You can test to see if LibYAML is installed by running this command in the environment where you've installed dbt:

python -c "from yaml import CLoader"

Partial parsing

After parsing your project, dbt stores an internal project manifest in a file called partial_parse.msgpack. When partial parsing is enabled, dbt will use that internal manifest to determine which files have been changed (if any) since it last parsed the project. Then, it will only parse the changed files, or files related those changes.

Partial parsing is off by default, and it can be enabled via profile config or CLI flags. In development, partial parsing can significantly reduce the time spent waiting at the start of a run, which translates to faster dev cycles and iteration.

Known limitations

Use caution when enabling partial parsing in dbt, as there are known limitations today:

  • A change in environment variables does not trigger a re-parse. Files which depend on env_var may be incorrect on subsequent parses.
  • Changes to macros called within a model's config() block will not result in re-parsing that model.
  • A file that depends on "volatile" Jinja variables, such as run_started_at or invocation_id, will quickly get stale. A file is not re-parsed in subsequent invocations if the file's contents have not changed.
  • If certain inputs change between runs, dbt will trigger a full re-parse. Today those inputs are:
    • --vars
    • profiles.yml content
    • dbt_project.yml content
    • installed packages
    • dbt version

If you ever get into a bad state, you can disable partial parsing and trigger a full re-parse with the --no-partial-parse CLI flag, or by deleting target/partial_parse.msgpack.

Experimental parser

At parse time, dbt needs to extract the contents of ref(), source(), and config() from all models in the project. Traditionally, dbt has extracted those values by rendering the Jinja in every model file, which can be slow.

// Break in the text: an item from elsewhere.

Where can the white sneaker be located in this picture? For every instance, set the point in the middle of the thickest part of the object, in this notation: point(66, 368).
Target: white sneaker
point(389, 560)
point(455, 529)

In v0.20.0, we're trying out a new way to statically analyze model files, leveraging tree-sitter, which we're calling an "experimental parser". You can see the code for an initial Jinja2 grammar here.

dbt --use-experimental-parser parse
dbt --use-experimental-parser run
dbt --use-experimental-parser test

For now, the experimental parser only works with models, and models whose Jinja is limited to those three special macros (ref, source, config). The experimental parser is at least 3x faster than a full Jinja render. Based on testing with data from dbt Cloud, we believe the current grammar can statically parse 60% of models in the wild. So for the average project, we'd hope to see a 40% speedup in the model parser. You can check this by running dbt parse and dbt --use-experimental-parser parse, and comparing target/perf_info.json produced by each.

The experimental parser is off by default. We believe it can offer some speedup to 95% of projects.

Known Limitations

Do not use the experimental parser if you've overridden the ref, source, or config macro with a custom implementation.